At the end of the first day, David and I were permitted to provide statements to the Panel. David spoke to the necessity for the Panel to review and make use of only peer reviewed science. He noted that nearly a third of the documents submitted for review were not peer reviewed and should not be considered science. During my statement I informed the committee that there was a tremendous lack of funding to address the causative factors responsible for the decline of the estuary’s ecosystem and fisheries. I asked them to consider if our government’s extremely limited fiscal resources would be better spent on trying to address the critical problems that have clearly degraded the estuary than spending such funds on additional predation studies when many knowledgeable scientists had found predation to be a low level stressor on salmonids and the estuary’s ecology. 
During the second day of the Workshop the panel Chairman provided an outline of the science process they would use during their evaluation of the predation information to arrive at a conclusion. He then announced that the panel had reached a “very preliminary perspective on the predation subject”. Highly summarized, he noted that:
-- Available information and data painted a very contradictory picture which they need to review in far more detail to better understand. 
-- Most of the studies they had reviewed on predation and the fisheries of the estuary were not good science and critical aspects such as population abundance for salmonids and predators had not been done scientifically. 
-- Most of the predation information was done on hatchery tagged salmon smolts which were not the same as wild fish. He stressed that some of the tagged smolts used in the studies were not properly evaluated to determine the impacts of being tagged on their survivability. It appeared at least some of them were tagged with materials that were too heavy for the small smolts and this lead to physical stress that reduced their ability to survive predation and in some cases significantly enable them to be predated. 
-- The research was done by a wide range of researchers whose studies and scientific rigor were rarely integrated. Research methods were not standardized which yielded information that could not scientifically be compared with other studies.

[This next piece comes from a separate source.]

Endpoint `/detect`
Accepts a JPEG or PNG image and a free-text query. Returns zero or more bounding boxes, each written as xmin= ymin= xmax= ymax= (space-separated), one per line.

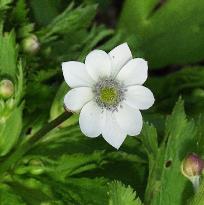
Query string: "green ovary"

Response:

-- He also noted that there was no relationship between striped bass predation and salmon abundance. This was a huge admission!! If there was no relationship between them, then it seems like there cannot be a population level impact from striped bass predation. A number of the folks I talked to thought that this could mean they would not recommend any eradication programs at the very least. However, this was a preliminary finding. We will see what they recommend in about three months.